Source: https://www.premierleague.com/players/13565/player/overview

A brief introduction

I am a very passionate football(soccer) fan and have followed Manchester United since I was a boy. Manchester United play in the Premier League in England. It is one of the biggest football leagues in the world. Marcus Rashford is one of our academy players who burst into the scene in 2015/2016, his senior debut season. Since then, he has been a player on watch for Manchester United.

Why This Analysis?

Well, Mainly two main reasons:

1) I am very passionate about football(soccer)

2) I wanted to learn how to use APIs to download data through R, convert the downloaded data from JSON format to an R data frame, and use that data to perform simple analysis.

To keep this analysis concise, I have only presented parts of the R code.

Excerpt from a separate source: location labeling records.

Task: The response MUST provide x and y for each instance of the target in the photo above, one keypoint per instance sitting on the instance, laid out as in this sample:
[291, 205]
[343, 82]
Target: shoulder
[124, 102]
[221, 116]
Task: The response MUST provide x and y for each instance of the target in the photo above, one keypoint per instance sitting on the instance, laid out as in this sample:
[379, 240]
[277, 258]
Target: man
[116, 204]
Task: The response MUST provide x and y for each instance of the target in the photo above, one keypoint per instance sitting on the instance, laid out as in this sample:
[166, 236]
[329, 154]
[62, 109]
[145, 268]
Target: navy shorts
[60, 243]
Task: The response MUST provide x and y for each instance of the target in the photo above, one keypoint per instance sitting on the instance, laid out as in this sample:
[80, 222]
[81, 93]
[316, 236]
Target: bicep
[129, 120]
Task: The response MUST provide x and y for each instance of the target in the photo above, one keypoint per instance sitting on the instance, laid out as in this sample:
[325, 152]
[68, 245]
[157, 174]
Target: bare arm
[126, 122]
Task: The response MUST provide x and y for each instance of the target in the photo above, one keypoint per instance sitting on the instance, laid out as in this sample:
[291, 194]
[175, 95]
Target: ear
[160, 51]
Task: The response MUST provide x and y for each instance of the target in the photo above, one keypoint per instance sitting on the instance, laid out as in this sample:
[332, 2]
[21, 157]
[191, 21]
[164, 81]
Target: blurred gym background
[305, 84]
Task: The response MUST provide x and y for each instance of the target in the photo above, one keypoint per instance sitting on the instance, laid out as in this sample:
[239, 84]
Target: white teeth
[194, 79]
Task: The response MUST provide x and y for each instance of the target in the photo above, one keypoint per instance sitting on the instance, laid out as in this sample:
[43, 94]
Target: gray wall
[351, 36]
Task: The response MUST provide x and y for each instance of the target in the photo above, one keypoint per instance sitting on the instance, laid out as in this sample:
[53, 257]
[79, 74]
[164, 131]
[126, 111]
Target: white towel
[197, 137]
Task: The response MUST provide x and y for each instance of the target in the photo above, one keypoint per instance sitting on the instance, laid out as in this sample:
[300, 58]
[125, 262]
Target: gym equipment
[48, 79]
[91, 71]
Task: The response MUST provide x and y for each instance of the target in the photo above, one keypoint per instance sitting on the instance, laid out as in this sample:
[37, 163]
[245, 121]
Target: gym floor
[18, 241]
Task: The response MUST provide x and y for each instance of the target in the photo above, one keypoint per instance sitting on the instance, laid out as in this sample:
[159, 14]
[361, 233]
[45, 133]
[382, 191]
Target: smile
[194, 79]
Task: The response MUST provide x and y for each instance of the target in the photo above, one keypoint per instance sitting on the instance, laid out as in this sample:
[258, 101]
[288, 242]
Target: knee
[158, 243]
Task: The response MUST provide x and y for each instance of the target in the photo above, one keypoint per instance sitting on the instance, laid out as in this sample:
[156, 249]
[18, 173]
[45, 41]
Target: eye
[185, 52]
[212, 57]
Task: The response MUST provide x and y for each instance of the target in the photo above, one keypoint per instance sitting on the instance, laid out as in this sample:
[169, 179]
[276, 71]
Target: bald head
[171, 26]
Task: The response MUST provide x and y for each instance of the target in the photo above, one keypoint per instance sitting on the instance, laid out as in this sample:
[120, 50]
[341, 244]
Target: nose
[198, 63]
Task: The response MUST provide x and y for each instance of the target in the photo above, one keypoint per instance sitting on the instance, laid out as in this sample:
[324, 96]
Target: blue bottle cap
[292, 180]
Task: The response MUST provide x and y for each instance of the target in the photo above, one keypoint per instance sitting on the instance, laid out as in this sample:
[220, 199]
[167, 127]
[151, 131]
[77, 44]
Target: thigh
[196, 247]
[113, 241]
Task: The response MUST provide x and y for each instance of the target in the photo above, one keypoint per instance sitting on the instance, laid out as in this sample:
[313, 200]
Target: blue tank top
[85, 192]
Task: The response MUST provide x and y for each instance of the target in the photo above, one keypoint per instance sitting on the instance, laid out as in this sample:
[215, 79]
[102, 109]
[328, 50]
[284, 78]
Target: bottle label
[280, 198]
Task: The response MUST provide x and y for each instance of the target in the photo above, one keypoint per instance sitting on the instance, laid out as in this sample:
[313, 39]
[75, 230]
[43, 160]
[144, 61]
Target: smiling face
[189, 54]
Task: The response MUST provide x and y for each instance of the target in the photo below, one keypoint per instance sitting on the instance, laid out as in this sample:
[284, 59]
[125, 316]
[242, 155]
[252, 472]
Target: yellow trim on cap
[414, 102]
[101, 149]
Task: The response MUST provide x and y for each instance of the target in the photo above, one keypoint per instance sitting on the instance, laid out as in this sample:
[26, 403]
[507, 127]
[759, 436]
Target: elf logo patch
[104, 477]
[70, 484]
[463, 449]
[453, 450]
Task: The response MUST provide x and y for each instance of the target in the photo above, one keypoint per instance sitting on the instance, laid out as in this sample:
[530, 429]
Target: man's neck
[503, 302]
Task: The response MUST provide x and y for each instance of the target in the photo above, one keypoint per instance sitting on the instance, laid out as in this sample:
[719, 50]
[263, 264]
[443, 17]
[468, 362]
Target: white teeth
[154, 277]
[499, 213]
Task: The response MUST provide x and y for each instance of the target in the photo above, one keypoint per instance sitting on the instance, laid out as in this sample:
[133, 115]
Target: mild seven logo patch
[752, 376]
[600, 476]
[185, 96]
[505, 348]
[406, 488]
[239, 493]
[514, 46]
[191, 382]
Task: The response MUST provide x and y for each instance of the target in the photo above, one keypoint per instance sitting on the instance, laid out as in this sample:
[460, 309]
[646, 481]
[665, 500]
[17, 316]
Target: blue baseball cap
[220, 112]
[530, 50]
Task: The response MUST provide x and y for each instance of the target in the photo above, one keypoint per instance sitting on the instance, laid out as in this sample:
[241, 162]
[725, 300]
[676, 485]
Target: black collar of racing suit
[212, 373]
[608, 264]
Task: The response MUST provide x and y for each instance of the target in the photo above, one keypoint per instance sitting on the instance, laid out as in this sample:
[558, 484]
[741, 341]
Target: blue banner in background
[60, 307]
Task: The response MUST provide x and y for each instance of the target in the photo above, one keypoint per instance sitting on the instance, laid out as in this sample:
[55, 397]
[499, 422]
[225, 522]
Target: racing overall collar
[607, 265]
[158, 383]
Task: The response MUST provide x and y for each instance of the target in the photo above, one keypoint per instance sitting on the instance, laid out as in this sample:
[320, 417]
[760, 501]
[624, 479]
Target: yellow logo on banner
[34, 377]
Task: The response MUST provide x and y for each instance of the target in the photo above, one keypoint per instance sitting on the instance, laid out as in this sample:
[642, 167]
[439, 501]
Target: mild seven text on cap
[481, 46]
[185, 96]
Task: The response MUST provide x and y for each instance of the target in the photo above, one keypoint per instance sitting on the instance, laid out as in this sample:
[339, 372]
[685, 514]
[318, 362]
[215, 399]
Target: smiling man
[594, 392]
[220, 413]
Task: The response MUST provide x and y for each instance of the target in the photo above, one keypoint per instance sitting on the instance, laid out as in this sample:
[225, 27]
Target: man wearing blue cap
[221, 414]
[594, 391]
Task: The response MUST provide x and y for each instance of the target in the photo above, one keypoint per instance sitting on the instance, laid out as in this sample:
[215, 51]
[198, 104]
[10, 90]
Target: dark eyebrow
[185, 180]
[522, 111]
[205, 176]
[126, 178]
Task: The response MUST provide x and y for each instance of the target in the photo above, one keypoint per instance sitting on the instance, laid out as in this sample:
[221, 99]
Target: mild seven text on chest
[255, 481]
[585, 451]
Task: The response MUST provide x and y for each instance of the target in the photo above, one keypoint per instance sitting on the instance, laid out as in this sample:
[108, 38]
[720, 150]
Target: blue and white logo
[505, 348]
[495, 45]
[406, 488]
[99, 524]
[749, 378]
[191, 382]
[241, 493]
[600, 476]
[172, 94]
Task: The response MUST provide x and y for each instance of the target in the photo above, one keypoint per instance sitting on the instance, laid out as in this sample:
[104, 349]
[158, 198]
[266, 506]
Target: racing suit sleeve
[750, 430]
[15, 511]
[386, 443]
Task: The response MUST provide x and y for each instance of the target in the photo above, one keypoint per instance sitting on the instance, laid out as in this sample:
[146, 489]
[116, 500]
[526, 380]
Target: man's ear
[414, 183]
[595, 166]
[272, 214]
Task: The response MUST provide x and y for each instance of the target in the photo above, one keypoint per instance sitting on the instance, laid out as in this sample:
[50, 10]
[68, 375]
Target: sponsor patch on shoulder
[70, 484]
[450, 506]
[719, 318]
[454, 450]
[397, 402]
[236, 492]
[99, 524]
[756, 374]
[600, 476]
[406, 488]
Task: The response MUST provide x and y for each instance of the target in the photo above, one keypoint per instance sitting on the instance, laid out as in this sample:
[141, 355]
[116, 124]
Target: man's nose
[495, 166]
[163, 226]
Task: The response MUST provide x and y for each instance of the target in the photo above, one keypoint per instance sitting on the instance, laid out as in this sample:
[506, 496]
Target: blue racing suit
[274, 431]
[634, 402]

To access the R code, please visit my GitHub page here

Accessing General FPL Data using APIs in R

We will use the general API to access general information on teams and players playing in the premier league using the following API: https://fantasy.premierleague.com/api/bootstrap-static/. For more information on FPL APIs, click here.

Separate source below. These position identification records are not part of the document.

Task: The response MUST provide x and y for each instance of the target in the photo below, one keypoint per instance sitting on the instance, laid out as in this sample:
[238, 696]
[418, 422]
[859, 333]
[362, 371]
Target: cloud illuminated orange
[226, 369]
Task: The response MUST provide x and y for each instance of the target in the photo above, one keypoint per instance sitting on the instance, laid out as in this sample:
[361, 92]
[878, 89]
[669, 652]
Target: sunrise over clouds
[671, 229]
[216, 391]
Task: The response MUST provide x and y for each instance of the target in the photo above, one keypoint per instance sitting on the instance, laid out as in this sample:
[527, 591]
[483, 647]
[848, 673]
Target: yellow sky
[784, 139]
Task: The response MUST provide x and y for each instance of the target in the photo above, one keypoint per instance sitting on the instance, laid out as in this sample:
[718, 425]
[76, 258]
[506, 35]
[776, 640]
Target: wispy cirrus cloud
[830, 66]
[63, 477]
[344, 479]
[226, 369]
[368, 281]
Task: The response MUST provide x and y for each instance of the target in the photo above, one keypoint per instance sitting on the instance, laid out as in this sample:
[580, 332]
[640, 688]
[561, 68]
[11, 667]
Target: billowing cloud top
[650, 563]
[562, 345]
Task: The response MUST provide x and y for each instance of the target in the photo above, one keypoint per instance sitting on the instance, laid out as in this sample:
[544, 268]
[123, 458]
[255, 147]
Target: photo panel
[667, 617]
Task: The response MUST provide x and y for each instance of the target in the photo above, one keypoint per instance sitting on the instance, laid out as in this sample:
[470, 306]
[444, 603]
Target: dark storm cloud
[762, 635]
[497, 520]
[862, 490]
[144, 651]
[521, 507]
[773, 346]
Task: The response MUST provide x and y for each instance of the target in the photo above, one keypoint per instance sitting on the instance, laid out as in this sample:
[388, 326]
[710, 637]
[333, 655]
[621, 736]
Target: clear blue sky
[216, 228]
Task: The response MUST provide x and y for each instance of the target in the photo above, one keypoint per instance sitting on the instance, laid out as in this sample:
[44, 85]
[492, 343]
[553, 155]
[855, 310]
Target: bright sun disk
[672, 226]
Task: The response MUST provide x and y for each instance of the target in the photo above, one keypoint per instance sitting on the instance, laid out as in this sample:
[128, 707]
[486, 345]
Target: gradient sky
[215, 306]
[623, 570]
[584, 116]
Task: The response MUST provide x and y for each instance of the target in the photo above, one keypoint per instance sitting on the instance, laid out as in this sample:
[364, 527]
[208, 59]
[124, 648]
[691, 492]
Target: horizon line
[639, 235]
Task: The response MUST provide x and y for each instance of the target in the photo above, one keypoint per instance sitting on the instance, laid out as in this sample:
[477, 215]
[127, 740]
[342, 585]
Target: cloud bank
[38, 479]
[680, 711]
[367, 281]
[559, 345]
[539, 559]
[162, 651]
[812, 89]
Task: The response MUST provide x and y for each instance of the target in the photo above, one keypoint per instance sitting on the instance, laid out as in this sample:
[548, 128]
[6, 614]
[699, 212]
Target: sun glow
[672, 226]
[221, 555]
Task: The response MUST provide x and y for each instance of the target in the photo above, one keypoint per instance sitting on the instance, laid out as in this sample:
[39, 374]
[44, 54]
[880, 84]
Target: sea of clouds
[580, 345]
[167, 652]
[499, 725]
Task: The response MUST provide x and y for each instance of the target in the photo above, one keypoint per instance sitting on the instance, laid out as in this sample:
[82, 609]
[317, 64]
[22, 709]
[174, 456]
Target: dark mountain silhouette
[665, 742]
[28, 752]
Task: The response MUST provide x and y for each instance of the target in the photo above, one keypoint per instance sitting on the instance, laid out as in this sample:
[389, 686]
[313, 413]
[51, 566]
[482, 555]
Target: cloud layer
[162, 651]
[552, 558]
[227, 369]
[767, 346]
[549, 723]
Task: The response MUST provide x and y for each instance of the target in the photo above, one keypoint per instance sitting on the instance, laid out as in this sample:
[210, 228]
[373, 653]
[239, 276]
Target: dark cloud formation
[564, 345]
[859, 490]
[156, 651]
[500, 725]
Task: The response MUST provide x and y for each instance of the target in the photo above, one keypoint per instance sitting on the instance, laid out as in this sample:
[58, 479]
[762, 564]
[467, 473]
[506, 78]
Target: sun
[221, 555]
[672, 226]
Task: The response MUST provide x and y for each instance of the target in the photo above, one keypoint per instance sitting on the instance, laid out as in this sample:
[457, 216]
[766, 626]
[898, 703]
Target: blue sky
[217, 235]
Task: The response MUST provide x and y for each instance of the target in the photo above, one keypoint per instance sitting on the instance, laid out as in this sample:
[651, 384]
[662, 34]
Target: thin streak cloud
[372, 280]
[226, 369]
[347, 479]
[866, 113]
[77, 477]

# Importing Libraries for handling API
library(httr)
library(jsonlite)
library('dplyr')

base_url = 'https://fantasy.premierleague.com/api/bootstrap-static/'
res = GET(base_url)
print(res)

#Converting the raw Unicode data to JSON Format
json_data = fromJSON(rawToChar(res$content))
class(json_data)

Accessing a Player’s Historic Performance Data

We will use the following API to access player-specific data:

https://fantasy.premierleague.com/api/element-summary/{player_id}

To make this reproducible for other players, I went ahead and created a function that takes in a player_id and gets the performance history of that player. We can extract a player_id using the General API provided above.

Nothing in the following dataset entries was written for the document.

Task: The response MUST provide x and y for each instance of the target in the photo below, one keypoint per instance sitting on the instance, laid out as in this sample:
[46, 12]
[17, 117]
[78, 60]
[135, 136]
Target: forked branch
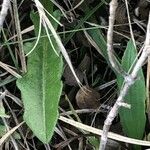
[129, 80]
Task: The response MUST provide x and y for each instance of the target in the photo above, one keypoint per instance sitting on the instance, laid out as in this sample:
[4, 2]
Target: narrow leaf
[41, 86]
[133, 120]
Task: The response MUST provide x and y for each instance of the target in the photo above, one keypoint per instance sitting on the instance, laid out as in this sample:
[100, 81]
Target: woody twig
[129, 79]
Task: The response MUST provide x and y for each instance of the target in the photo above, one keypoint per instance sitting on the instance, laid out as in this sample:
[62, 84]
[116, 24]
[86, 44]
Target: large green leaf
[41, 86]
[133, 120]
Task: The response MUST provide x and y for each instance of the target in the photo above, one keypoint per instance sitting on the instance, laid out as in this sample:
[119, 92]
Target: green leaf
[41, 86]
[133, 120]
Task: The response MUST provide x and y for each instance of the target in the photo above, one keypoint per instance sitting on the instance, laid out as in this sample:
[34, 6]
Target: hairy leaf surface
[41, 86]
[133, 120]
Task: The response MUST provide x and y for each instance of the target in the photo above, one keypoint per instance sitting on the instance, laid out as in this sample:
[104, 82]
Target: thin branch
[116, 66]
[18, 30]
[4, 11]
[129, 81]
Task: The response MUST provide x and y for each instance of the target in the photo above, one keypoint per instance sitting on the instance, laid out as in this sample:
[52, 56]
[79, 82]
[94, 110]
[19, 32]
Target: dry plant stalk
[4, 10]
[129, 79]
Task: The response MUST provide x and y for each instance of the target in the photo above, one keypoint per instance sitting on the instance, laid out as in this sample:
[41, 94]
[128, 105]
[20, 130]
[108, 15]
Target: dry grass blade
[99, 132]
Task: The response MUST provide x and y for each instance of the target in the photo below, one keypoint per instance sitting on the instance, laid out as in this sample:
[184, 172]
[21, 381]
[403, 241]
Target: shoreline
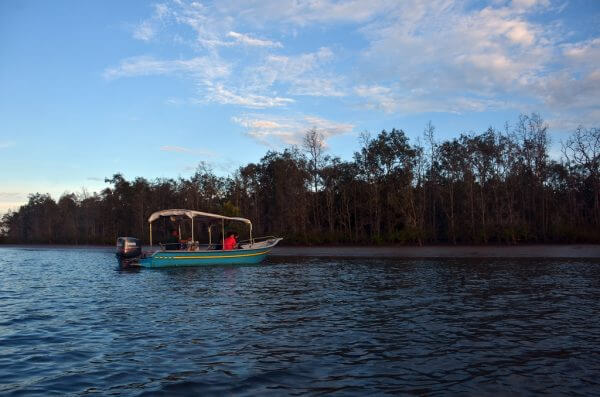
[437, 251]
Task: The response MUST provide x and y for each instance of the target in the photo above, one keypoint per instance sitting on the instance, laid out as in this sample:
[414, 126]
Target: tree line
[497, 187]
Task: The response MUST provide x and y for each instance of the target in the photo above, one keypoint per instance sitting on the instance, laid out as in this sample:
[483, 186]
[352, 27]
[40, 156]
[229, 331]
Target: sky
[92, 88]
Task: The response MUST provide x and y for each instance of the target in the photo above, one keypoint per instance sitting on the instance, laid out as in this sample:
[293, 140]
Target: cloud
[218, 93]
[181, 149]
[199, 67]
[275, 131]
[304, 13]
[250, 41]
[302, 74]
[408, 57]
[145, 31]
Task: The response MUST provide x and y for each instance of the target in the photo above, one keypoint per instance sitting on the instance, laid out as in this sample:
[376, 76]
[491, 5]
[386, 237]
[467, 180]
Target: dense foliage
[492, 187]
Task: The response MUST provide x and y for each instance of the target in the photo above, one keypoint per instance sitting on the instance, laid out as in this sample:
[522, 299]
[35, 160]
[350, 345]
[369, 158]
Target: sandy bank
[522, 251]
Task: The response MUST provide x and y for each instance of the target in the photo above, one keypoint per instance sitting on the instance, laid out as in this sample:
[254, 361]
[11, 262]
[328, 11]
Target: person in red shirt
[230, 241]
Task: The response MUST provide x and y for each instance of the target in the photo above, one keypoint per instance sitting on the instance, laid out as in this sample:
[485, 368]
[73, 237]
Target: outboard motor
[129, 250]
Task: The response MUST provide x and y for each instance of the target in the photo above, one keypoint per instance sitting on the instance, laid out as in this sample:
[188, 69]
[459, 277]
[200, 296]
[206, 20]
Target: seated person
[173, 243]
[230, 241]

# Function to get performance data of a player
# Input: player_id, a number (integer) that denotes a player's id
# Output: history_data, ( dataframe ), a dataframe containing historic information of the player with player_id
get_history_data <- function(player_id){
url = paste( 'https://fantasy.premierleague.com/api/element-summary/',toString(player_id), '/', sep="" )
res = GET(url)
history_json_data = fromJSON(rawToChar(res$content))
history_data <- history_json_data$history_past
history_data
}

get_history_data(rashford_info$id)

Marcus Rashford's Performance Data

Goals Scored per Season

Fig: Number of Goals Scored by Marcus Rashford in Premier League Since 2015

Based on the graph, it looks like Marcus Rashford’s goal-scoring form took a big dip of -76% from Season 2019/20 to 2021/22 and it went back up again in 2022/23.

Number of Assists Per Season

Fig: Number of Assists for Marcus Rashford in Premier League Since 2015

Based on the graph, it looks like Marcus Rashford’s goal-scoring form took a big dip of -81% from Season 2020/21 to 2021/22 and it went back up again in 2022/23.

Goals Scored Vs Number of Assists

Fig: Number of Goals vs Number of Assists for Marcus Rashford in Premier League since 2015

Summary

It looks like Marcus Rashford’s goal-scoring form dipped by -76% going from 2019/2020 to 2021/22 whereas his number of assists decreased by -81% going from 2020/21 to 2021/22.

It was a great experience using R to download data using APIs , and using libraries such as tidyverse,dplyr in R to perform data analysis and visualization. I will continue to build on it to expand my knowledge in the field of Data Science.

--

--